El sentimiento de “tendría que estar estudiando” pero “hoy he mirado 59 vídeos en Youtube” es horrible. ¿Debería ser más responsable?

Marc ha tomado una decisión cuasi-heroica para la  próxima semana:

Voy a usar el teléfono móvil (un flipphone) y usar sólo el smartphone media hora durante el día. Que uno tiene que ponerse serio y empezar a hacer cosas.

Odio (pero no tanto) recalcar que yo ya había recomendado esta opción de eliminar el smarthpone como la mejor, pero está claro que nadie escarmienta en cabeza ajena.  En todo caso, me gustará saber la próxima semana si Marc fue capaz de cumplir su decisión de consultar el smartphone solo media hora al día (mejor sería media hora a la semana o eliminar el smartphone completamente) .


Estoy contento en general por la evolución del experimento en estas dos primeras semanas,  pero he de decir que me he sorprendido reaccionando con inusitado desprecio y extraña tristeza ante la forma en que la gente usa los medios digitales.

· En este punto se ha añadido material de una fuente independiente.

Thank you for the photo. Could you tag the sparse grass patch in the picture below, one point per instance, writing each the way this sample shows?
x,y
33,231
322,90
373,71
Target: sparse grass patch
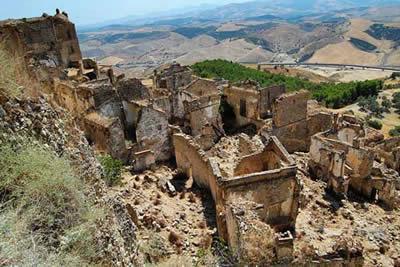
x,y
395,131
155,249
46,217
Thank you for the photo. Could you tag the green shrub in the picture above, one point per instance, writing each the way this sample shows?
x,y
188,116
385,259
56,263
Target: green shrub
x,y
395,131
375,124
371,104
395,75
396,101
47,219
112,169
335,95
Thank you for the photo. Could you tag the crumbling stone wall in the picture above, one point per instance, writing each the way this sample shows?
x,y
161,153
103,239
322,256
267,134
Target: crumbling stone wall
x,y
276,190
132,90
297,135
191,160
389,152
268,96
77,100
245,103
290,108
153,133
202,87
172,77
51,39
205,119
346,165
106,134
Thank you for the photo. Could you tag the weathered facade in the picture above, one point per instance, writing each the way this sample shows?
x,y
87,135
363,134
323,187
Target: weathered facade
x,y
340,157
172,77
294,122
106,134
51,40
251,103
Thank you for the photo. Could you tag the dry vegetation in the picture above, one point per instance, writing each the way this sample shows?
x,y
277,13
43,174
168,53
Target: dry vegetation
x,y
46,217
9,74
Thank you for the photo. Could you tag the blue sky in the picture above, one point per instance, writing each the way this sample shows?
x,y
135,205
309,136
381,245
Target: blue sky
x,y
92,11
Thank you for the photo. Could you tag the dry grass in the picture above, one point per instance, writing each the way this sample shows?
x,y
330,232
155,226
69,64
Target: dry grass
x,y
257,244
9,69
46,217
15,80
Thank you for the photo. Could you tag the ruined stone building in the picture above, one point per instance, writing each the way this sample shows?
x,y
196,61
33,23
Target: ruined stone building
x,y
242,170
253,180
172,76
341,157
251,103
295,120
52,40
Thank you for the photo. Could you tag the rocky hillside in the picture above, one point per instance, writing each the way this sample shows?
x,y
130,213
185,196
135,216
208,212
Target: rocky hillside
x,y
54,208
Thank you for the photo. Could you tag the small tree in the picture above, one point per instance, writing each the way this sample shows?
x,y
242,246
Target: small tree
x,y
375,124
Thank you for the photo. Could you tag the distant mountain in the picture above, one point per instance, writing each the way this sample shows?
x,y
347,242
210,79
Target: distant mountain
x,y
253,9
328,31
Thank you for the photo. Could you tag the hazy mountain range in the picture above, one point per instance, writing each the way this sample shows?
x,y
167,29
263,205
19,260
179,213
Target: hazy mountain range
x,y
331,31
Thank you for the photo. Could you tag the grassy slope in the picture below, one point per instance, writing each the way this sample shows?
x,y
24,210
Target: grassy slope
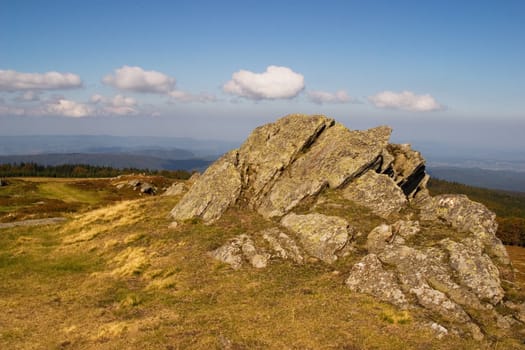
x,y
117,278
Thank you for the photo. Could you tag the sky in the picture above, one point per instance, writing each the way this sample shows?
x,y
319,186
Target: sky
x,y
441,72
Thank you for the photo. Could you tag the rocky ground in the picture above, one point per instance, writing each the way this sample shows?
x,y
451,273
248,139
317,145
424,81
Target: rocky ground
x,y
308,236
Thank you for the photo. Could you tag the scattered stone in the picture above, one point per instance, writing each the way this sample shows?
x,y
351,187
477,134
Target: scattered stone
x,y
322,236
284,247
239,249
475,270
368,276
377,192
147,188
175,189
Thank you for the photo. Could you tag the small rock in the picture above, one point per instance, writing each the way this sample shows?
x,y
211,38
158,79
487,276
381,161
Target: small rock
x,y
322,236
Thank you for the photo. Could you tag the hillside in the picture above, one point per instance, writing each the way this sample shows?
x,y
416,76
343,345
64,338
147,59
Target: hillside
x,y
114,160
309,235
508,206
506,180
132,282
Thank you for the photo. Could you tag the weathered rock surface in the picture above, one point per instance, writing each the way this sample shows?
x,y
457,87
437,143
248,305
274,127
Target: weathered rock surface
x,y
175,189
283,246
337,156
377,192
322,236
238,250
435,254
217,189
368,276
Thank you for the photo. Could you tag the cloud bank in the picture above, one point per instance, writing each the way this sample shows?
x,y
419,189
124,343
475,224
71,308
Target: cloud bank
x,y
118,105
68,108
321,97
275,83
140,80
11,80
405,100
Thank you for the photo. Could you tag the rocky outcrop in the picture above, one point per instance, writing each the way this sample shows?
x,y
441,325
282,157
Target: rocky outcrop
x,y
322,236
176,189
378,192
437,254
217,189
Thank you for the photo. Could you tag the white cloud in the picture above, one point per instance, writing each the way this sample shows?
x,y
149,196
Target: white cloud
x,y
11,80
321,97
275,83
28,96
68,108
140,80
405,100
183,96
118,104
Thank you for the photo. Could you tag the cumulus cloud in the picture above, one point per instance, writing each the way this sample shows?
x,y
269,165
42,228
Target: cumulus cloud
x,y
118,104
68,108
28,96
321,97
405,100
183,96
11,80
140,80
275,83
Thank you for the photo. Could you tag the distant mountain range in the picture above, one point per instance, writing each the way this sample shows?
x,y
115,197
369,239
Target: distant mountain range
x,y
504,171
506,180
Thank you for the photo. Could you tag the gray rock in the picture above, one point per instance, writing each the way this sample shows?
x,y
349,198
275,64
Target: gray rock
x,y
475,270
368,276
271,148
407,169
175,189
283,246
238,250
337,156
377,192
147,188
322,236
217,189
467,216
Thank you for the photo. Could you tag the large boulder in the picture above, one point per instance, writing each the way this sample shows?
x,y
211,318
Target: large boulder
x,y
377,192
216,190
439,255
322,236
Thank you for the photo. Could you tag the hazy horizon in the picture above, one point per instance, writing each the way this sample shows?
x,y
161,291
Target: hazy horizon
x,y
438,72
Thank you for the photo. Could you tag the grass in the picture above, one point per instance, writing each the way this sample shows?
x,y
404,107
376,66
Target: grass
x,y
58,291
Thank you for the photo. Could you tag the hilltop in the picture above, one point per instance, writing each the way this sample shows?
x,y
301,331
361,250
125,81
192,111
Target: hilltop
x,y
242,267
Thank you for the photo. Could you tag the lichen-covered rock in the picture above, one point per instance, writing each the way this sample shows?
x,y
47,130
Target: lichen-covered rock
x,y
407,169
283,246
271,148
217,189
368,276
475,270
322,236
467,216
238,250
337,156
377,192
176,189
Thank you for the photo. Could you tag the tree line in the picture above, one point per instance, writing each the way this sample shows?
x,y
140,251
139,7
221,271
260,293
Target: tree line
x,y
508,206
80,171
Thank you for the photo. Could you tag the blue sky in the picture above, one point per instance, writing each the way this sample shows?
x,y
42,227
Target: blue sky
x,y
216,69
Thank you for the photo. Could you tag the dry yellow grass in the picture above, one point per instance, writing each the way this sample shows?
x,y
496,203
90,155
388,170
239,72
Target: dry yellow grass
x,y
118,278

Ver, por ejemplo, mesas con cinco personas, presuntamente reunidas para conversar,  donde tres de ellas consultan sus teléfonos y una sola escucha, me genera ahora un visible desprecio que tengo dificultades para ocultar.

La tristeza, y no el desprecio, me la generan otro tipo de escenas cotidianas donde los niños son los protagonistas.

Pablo Matilla comentaba esta semana:

[…] Otra curiosidad, esta mañana, en la radio, han dicho que el primer contacto que tienen los niños con la pornografía es a la edad de 8 años, y que con 14 ya la consumen con regularidad en sus teléfonos móviles. Me pregunto cuántos serán los niños así que ahora ya son adultos y consideran que tienen un problema. Las implicaciones son muchas.

Lo que tengo seguro es que los niños no van a salir indemnes de su contacto temprano con los teléfonos inteligentes y redes sociales.  Teniendo en cuenta que en el mundo occidental más del 50% de los niños de 10 años ya tienen un teléfono,  las perspectivas no son halagüeñas.